Qui arrivano i numeri. Nel 2023 – dice Anac – dei 267 miliardi che costituiscono il mercato totale soltanto il 17,4  per cento degli appalti è stato assegnato con “procedura aperta” (gara aperta a tutti) e il 3,6 per cento con “procedura ristretta” (gara pubblica ma con selezione), mentre il 29,3 per cento è andato per procedura negoziata (trattativa informale) e il 49,6 per cento per affidamento diretto (assegnazione decisa discrezionalmente dalla stazione appaltante). Negli affidamenti diretti e informali pesano molto i piccoli appalti tanto è che i pesi cambiano se consideriamo gli importi anziché il numero di appalti: 56 per cento procedure aperte, 12 per cento procedure ristrette, 24 per cento procedure negoziate, affidamenti diretti appena il 6,4 per cento. 

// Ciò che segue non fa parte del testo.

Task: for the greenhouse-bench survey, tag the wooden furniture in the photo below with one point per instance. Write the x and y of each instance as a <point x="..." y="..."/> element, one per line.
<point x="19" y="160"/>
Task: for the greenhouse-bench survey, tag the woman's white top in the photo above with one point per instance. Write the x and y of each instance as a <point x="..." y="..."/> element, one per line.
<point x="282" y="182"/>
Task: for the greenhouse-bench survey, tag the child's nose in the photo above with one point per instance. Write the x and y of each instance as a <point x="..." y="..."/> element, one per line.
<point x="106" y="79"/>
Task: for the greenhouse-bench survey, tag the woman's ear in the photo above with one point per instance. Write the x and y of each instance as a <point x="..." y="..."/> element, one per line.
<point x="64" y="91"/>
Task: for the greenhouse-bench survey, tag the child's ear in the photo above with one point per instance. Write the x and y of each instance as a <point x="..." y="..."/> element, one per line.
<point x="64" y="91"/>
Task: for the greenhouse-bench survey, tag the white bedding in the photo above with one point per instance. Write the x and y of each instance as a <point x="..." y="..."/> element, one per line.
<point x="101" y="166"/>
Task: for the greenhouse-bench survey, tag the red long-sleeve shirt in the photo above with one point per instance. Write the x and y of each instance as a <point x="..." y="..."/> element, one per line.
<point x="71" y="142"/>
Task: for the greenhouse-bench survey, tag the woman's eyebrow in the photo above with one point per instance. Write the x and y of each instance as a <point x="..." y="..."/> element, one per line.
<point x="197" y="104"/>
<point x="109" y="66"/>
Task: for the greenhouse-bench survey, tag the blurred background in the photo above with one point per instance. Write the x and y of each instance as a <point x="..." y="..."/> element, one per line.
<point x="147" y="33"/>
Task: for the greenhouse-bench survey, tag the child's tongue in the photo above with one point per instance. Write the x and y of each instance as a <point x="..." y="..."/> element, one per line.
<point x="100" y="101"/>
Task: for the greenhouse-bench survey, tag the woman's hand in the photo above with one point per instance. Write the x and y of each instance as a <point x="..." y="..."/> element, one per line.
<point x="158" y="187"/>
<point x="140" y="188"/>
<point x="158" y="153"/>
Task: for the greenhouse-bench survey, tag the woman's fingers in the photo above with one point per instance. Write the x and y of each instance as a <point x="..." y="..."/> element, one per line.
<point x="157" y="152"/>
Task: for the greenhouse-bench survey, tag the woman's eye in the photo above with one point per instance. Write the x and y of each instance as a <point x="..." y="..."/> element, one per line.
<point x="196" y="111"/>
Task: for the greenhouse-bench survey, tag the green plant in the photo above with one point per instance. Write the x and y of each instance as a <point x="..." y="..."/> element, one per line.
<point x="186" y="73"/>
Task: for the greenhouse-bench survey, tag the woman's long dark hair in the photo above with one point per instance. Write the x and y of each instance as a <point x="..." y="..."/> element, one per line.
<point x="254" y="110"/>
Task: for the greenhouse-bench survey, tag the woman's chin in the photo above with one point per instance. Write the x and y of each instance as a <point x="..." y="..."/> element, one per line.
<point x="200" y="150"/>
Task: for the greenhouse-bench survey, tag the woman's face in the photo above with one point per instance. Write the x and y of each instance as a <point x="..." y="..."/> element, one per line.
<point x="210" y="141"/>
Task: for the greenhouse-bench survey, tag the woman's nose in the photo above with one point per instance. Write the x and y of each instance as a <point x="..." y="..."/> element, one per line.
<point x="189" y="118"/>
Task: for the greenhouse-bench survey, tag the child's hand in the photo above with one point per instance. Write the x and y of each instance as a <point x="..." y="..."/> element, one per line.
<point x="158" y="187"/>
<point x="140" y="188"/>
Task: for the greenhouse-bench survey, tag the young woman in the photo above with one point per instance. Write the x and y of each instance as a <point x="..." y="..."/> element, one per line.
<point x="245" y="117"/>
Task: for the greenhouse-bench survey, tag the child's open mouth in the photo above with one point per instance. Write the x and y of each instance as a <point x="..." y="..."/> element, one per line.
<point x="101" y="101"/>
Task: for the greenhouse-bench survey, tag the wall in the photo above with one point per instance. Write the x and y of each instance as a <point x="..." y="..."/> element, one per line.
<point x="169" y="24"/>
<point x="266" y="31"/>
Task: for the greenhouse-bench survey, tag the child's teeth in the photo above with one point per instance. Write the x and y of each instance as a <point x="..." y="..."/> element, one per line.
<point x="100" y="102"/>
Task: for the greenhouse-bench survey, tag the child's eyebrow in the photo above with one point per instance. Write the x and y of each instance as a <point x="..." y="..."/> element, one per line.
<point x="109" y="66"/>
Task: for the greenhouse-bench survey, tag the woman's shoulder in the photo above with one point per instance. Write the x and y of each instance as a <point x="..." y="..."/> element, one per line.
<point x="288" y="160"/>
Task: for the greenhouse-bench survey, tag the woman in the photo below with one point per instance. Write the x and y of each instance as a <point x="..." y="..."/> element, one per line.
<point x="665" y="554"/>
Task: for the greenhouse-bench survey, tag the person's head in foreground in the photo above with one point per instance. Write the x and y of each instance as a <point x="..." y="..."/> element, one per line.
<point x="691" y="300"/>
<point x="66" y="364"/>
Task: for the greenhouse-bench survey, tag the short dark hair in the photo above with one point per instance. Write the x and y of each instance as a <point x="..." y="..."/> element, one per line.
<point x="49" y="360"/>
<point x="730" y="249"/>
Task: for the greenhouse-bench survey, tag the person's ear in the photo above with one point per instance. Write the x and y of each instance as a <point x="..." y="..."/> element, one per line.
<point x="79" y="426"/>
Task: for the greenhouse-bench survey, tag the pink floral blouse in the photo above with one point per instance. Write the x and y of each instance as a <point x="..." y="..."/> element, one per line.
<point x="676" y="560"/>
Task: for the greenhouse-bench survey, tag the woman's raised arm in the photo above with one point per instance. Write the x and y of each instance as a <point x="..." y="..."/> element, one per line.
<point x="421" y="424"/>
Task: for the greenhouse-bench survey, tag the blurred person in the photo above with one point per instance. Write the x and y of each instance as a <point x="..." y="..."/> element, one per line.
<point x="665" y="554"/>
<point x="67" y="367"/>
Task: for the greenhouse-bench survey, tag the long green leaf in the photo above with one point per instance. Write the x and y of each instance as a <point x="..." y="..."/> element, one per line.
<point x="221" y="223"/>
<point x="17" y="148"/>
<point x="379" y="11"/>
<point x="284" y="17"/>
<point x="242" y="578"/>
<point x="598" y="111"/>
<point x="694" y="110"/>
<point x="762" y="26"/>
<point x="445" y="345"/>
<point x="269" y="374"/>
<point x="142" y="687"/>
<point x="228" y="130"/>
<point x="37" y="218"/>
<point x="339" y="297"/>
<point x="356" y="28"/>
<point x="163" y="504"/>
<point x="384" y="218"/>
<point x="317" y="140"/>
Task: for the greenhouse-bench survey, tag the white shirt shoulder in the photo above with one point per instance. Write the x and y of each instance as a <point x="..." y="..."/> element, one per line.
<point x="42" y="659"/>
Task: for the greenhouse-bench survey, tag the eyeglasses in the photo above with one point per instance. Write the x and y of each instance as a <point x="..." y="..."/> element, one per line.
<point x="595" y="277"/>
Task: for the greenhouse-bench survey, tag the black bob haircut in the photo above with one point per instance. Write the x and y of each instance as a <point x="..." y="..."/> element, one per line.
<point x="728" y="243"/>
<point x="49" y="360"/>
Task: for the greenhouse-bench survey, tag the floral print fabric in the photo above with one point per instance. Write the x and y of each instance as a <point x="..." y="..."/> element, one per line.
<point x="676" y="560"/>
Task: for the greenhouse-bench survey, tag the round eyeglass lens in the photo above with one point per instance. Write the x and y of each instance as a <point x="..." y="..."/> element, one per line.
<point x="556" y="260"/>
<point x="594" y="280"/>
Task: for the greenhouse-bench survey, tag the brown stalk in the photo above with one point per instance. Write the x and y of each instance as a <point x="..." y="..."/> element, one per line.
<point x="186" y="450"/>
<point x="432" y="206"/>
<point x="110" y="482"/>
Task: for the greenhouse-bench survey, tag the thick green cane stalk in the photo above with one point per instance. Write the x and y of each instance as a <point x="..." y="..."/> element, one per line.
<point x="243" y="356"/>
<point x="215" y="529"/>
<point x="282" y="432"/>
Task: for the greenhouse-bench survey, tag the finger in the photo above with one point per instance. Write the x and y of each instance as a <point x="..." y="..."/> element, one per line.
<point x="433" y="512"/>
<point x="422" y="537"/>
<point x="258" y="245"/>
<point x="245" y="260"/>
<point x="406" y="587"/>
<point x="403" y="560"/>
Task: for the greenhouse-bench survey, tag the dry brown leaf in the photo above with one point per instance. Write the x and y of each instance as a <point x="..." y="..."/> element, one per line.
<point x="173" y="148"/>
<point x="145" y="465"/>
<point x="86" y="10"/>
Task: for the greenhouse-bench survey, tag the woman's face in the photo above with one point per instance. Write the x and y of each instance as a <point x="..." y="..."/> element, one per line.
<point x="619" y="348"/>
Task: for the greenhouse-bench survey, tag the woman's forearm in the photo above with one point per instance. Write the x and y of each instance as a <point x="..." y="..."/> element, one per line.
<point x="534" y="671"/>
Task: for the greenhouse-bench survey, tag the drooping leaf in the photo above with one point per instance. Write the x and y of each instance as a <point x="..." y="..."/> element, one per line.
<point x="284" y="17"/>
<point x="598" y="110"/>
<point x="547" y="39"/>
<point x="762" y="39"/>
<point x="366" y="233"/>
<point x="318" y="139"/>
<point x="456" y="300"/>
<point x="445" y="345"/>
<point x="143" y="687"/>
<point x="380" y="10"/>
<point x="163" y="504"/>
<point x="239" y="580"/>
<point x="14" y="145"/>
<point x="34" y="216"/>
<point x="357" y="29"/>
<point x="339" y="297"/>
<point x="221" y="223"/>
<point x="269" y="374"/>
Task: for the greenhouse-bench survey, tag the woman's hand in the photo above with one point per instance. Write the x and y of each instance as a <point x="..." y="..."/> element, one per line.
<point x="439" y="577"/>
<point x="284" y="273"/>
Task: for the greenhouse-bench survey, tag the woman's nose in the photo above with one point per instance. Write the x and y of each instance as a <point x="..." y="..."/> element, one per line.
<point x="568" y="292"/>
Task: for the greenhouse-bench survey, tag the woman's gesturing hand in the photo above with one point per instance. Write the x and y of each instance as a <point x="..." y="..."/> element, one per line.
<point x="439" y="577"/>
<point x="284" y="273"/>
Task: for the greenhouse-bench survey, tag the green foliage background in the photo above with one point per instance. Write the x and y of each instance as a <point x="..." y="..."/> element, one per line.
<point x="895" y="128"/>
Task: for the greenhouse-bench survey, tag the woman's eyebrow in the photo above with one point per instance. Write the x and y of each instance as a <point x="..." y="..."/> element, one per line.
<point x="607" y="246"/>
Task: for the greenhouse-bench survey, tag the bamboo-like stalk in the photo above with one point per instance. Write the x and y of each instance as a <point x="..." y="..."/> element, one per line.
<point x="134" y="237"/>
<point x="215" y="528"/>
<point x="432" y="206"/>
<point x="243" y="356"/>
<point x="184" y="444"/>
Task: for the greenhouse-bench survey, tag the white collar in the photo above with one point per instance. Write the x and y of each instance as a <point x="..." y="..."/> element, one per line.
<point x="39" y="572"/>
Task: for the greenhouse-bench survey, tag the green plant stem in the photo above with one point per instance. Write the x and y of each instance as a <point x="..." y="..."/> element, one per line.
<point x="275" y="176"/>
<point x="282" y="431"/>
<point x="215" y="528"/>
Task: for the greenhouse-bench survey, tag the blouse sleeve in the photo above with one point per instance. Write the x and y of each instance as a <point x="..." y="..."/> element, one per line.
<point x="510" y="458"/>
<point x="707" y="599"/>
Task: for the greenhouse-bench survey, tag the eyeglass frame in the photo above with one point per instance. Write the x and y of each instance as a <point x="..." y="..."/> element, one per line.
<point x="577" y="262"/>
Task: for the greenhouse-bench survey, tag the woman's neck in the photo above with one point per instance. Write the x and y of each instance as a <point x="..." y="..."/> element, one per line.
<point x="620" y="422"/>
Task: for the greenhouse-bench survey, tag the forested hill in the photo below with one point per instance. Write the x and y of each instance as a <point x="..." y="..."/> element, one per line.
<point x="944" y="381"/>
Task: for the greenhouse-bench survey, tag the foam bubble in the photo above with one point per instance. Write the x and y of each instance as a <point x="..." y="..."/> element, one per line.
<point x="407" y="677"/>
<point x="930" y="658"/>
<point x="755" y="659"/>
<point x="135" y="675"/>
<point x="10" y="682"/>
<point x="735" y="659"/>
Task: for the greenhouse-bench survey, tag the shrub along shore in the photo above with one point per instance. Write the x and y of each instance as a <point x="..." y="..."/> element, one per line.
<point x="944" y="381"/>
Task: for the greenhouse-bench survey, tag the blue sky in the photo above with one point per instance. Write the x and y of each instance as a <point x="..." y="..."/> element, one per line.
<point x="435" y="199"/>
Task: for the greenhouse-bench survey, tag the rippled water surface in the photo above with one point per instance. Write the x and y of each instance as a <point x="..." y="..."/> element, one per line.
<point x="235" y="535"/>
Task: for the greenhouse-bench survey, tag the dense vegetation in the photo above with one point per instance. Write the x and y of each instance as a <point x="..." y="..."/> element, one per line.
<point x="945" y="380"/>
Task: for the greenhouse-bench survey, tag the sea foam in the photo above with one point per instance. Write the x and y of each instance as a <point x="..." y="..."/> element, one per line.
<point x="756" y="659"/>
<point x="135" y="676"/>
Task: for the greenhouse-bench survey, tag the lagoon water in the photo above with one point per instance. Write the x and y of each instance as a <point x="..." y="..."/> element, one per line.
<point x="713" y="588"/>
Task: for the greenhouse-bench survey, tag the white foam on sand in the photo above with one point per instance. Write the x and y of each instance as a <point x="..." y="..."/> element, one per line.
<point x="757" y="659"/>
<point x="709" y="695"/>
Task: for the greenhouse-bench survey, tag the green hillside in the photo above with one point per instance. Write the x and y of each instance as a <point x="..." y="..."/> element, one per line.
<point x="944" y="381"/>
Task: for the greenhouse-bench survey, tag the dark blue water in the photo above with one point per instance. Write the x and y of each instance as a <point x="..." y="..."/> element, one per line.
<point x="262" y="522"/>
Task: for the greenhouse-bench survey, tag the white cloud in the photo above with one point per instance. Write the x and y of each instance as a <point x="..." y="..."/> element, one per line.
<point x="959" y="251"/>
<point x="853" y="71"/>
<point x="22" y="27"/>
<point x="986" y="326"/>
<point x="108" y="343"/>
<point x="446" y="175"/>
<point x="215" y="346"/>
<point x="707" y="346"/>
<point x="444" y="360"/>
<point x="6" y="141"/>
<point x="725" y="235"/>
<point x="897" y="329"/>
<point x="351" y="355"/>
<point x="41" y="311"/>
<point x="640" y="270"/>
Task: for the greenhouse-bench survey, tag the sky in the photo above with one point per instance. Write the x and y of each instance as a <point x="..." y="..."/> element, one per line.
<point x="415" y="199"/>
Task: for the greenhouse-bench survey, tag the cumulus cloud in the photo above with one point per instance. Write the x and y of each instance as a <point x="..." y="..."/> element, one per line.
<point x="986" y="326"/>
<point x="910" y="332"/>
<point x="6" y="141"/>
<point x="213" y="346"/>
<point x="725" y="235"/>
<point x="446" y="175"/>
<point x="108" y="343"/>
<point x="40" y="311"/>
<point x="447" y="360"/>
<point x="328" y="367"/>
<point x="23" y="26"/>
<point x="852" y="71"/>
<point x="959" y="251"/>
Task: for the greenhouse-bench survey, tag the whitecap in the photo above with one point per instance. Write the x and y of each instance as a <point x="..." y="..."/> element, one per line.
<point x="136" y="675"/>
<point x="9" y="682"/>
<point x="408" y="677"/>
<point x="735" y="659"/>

Tutto bene quel che finisce bene, quindi? Niente affatto. Per almeno quattro ragioni. 
La prima è che comunque gli affidamenti diretti sono cresciuti del 31 per cento, più di qualsiasi altra procedura di affidamento, proprio per effetto della pseudo-liberalizzazione imposta dal codice.
La seconda è che guardando solo i lavori pubblici (escludendo quindi forniture di beni e servizi) rispetto a un totale di 70,2 miliardi affidati le gare sono al 10 per cento e gli appalti senza gara sono al 90 per cento. 
La terza è che nei settori speciali (ferrovie, acqua, energia, tlc) che fanno generalmente grandi opere (con una media di 3 milioni di euro contro una media generale di 1 milione) le procedure senza gara sono comunque l’87 per cento. Qui si concentra molta parte della critica di Ance perché parliamo di regole che consentono di procedere informalmente anche per grandi opere.
La quarta e più significativa ragione di preoccupazione è che quasi tutto quel 90 per cento di appalti senza gara nei lavori è anche senza comunicazione alcuna al mercato prima dell’aggiudicazione. Roba da Antitrust. Si tratta di 32.513 appalti in affidamento diretto e 29.567 procedure negoziate senza bando o avviso preliminare contro 450 procedure negoziate con una preventiva comunicazione al mercato. Il buio è tornato, dunque, tutto avviene sott’acqua: di qui l’allarme di Busia che richiama anche l’Unione europea e invita a modificare la norma nel decreto correttivo al Codice degli appalti in preparazione, prevedendo almeno una comunicazione che lasci traccia della volontà di affidare un’opera.